Tax cuts and new spending announced by Dr Cullen in the coming year amounted to 2.3 per cent of GDP.
Dr Cullen, who said his budget would not cause the Reserve Bank to raise rates, had done the bank no favours, he said.
The Reserve Bank had only $1.5 billion of tax cuts factored from next year but now they would come in from October 1 and the number rises to $3.8 billion in 2011/12, Mr O'Donovan said.
"It delays interest rate cuts substantially and reduces the magnitude of prospective cuts."
The Reserve Bank may have been contemplating an "insurance" cut due to dire retail spending and jobs at its next rate review on June 5, but that was now out of the question.
Economists also said Dr Cullen had outflanked the National Party because there would be no room for additional tax cuts or stimulus.
The New Zealand dollar jumped over one US cent to nearly US79 cents while two-year swap rates zoomed up 15 basis points in the wholesale money market.
Mr O'Donovan said the budget was a massive surprise.

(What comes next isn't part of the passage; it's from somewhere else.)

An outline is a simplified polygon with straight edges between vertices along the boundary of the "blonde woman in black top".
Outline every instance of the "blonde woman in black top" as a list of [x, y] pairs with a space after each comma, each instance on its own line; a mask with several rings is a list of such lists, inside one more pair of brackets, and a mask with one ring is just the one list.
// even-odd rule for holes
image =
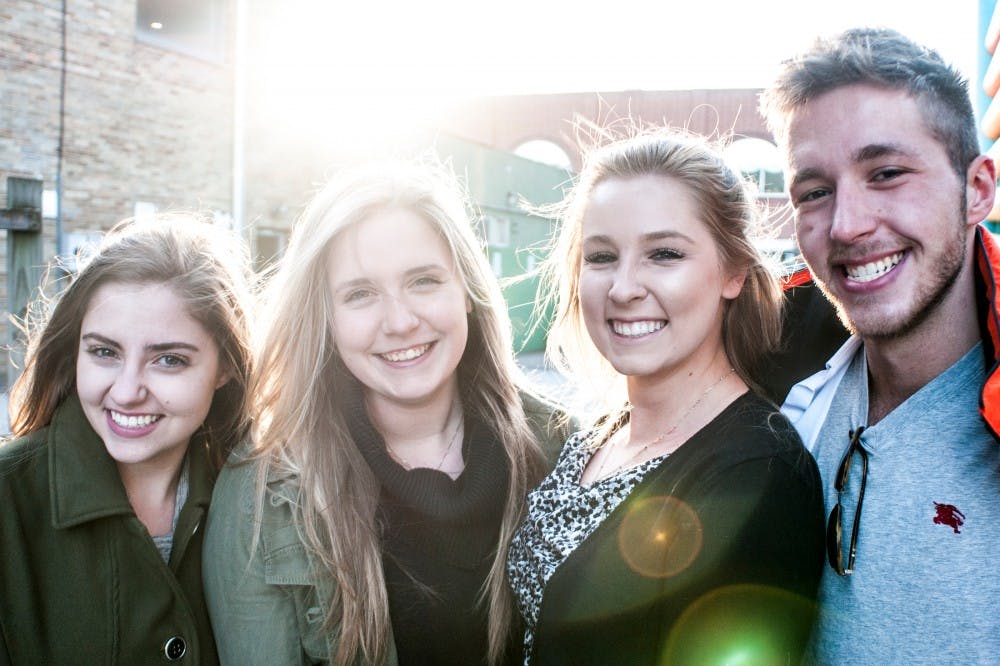
[[587, 156], [549, 263], [549, 352], [608, 403], [510, 548], [527, 661], [798, 660], [823, 500], [795, 431], [753, 391], [781, 299], [754, 219], [702, 140], [646, 133]]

The surplus was forecast to shrink to virtually zero in 2011/12.
"They have delivered fiscal stimulus of more than could reasonably be expected," he said.
Dr Cullen announced a four-year programme of personal tax cuts worth $10.6 billion together with a modest increase in spending.
The super surpluses of his previous budgets had evaporated.
The OBEGAL operating balance (before gains and losses) for the June 2009 year is now forecast at $3.1 billion - half what was forecast in December. In the following year the $1 billion surplus is a quarter of the previous forecast.
Fresh economic stimulus will come from $4.8 billion of new operational spending together with capital spending of $1.2 billion in 2008/09 year.
Treasury has cut its forecast for economic growth in the year to March 2009 to 1.5 per cent from 2.1 per cent while the following year it has been trimmed to 2.3 per cent from 2.8 per cent despite the fiscal stimulus.
Goldman Sachs JBWere economist Shamubeel Eaqub said he did not believe the tax cuts would be sufficient to offset rekindle a sharply slowing economy.
He saw the cuts as providing a much-needed cushion to the bleak outlook of a sharply slowing economy.
"The tax cuts do not alter the economic outlook sufficiently and we maintain that interest rates will need to fall over the year ahead. We do not think the budget today will impede that process."
Treasury said there was an unusual degree of uncertainty in both the economic and tax outlook. Since its last formal review in December, the housing market had been a greater negative influence.
It now expects house prices to fall 2 per cent in the year to June instead of rising 6 per cent. They are now picked to fall 7 per cent in the year to March before gradually recovering later in 2009.
Agricultural production is forecast to fall 1 per cent from a year ago because of the summer drought.
As well, the world credit crisis and prospect of US recession had been more negative economic influences.
Low consumer confidence and the wealth effects of lower house and share prices would depress spending.
Treasury believes inflation will remain near the top of the Reserve Bank's 1-3 per cent for the three year forecast period.
Petrol and food prices, the effects of the credit crunch and the Government's Emissions Trading Scheme will all push prices up.
Wholesale interest rates will remain near 8.8 per cent until next year because of inflation pressures and only fall marginally.
The New Zealand dollar is expected to hold up this year but fall by 20 per cent from 2009 onwards, Treasury said.
The economic slowdown has occurred despite New Zealand's terms of trade being the best since 1974, thanks to booming dairy prices.
But the drought and high dollar would see export volumes fall 1 per cent in the coming year. They are then expected to be a key driver in an economic rebound in the year to March 2010.
High interest rates, the depressed housing market and near static immigration would keep the domestic economy subdued.
These factors would be partly offset by the tax cuts that will increase disposable spending by $1.5 billion in 2008/9, $2.3 billion in 2010 and $3.1 billion the next year, Treasury said.